Вот и прибыло нашего полку, Ваня. Придётся тебе ещё один круг закладывать, чтоб в свою воронежскую деревню вернуться. Не провалится она сквозь землю, дождётся. После нынешнего боя ближе стала. А нам с тобой, видать, судьба нагадала одной дорогой топать. Меченые мы счастливой меткой, Ваня!
Назавтра станция Абганерово встретила тишиной. Остатки гренадеров и пластунов, загрузившись на бронепоезда, отошли к станции Жутово, в сорока верстах западнее, взорвав входные стрелки и водокачку.
– От самого Царицына разорение после себя белые оставляют, – пожаловался начальник станции. – Хуже монголо-татар, ей-богу.
Точно, до самого Сала, сколько ни шли вдоль железной дороги, везде одно и то же. Как Мамай прошёл. Взорвано, сожжено, расстреляно из пушек. Похоже, не надеются беляки возвращаться. Как подыхающая змея, сами себе хвост отгрызают.

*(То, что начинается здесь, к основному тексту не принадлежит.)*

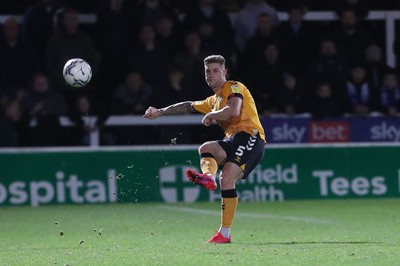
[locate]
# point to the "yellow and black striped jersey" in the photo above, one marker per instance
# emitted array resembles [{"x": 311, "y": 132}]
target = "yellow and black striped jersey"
[{"x": 248, "y": 119}]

Перед Салом заминка получилась. Оттепель надуло южным ветром, лёд подтаял, не переправиться, а мост бронепоезда охраняют. Но нет худа без добра – пока топтались да примерялись, железную дорогу наладили, стали прибывать эшелон за эшелоном войска с Сибирского фронта. Весёлые, гутарют – Колчаку крышка, тикает без оглядки, уже за Енисей утёк. Всем красным армиям там делать нечего, их прислали Деникина добивать. Похоже на правду. Ежели судить по гренадерам, беляки совсем скисли, драться духу не хватает, чуть что – лапки кверху. Далеко вперёд видел брат Павел, когда предсказывал прошлой осенью – у нас на место каждого убитого бойца десять встанет, а убитые офицеры не воскресают, и новых негде взять. Из мобилизованных и пленных вояки – вроде Ваньки Чесунова, только и мылятся, как дома на печке оказаться. И землячки-кубанцы, что ещё летом кидались на нас, как скаженные, куда-то испарились, давно не встречаются в степи. Артём Гречка довольно ухмыляется – перескублись атаманы с генералами, не поделили власть, вот казаки и рассудили, что нечего подставлять свои чубы под загребущие панские жмени, нехай сами тягают друг друга. Разбежались кубанцы с фронта, по хатам сидят. К Новому году, конечно, в Рубежную не поспеть, но что скоро будем дома, можете не сомневаться. Уже Ростов наш, белые по эту сторону Дона.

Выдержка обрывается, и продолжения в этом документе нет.